Not all summer camps have opened this year, but the ones that did have been operating slightly different this summer.
Since COVID-19, it was feared that summer camps wouldn’t have opened at all.
Thankfully here in the West Island, some camps have decided upon registration despite COVID-19 fears.
The West Island blog went to visit Gérald-Godin day camp (public), Sunny Acres day camp (private) and Stagecoach West Island summer camp (performing arts) to find out how they are operating and maintaining social distancing this summer season.
We spoke with Jérémie Desrochers from Gérald-Godin where he mentions what has been implemented this summer. Some important features and changes you can see at its summer camp this year include; a new team specifically hired for cleaning everyday objects, an individual kit for each child with all their tools in which they can’t share (such as their pencils, rulers, their own badminton racket, etc), access to 16 sinks, no daycare service before and after camp, parents drop off their child outside (parents not allowed inside the building), sports are played only with balls that touch the feet. If touched by the hand by mistake the child is not allowed to move and must stay in place until further guidance.
Since Stagecoach is a performing arts camp, some of the new regulations differ from a camp like Gerald-Godin.
Johanne Hudon-Armstrong, principal director of Stagecoach West Island notes a screening process in which they take each child’s temperature and sanitize hands before entering the building, they have designated hula hoops on the ground distanced from each other in which the children must sit, they’ve also had to modify the show they typically put on for parents at the end of the week to instead be filmed digitally rather than a stage production.

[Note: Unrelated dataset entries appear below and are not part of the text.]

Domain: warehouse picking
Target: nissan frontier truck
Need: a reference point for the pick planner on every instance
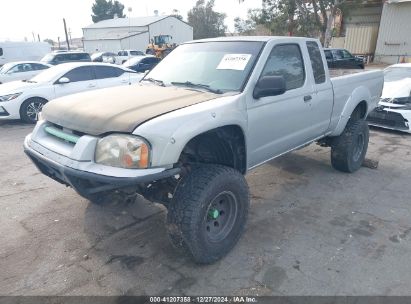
(186, 135)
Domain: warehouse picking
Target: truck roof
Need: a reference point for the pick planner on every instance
(253, 38)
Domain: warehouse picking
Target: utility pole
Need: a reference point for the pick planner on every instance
(65, 31)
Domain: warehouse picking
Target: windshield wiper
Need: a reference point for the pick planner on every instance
(155, 81)
(197, 85)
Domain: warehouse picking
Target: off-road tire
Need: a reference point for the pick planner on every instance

Co-directors Justine Soles and Valerie Beland at Sunny Acres day camp mention the lengthy drop-off procedure they go through every morning by asking mandatory questions and taking everyone’s temperature before they get out of their car, this year they’ve also had to split into more groups, that being only 15 kids for 2 counsellors. They note the biggest change this summer to be the constraint that groups within the camp must stick together rather than the usual participation of camp-wide activities.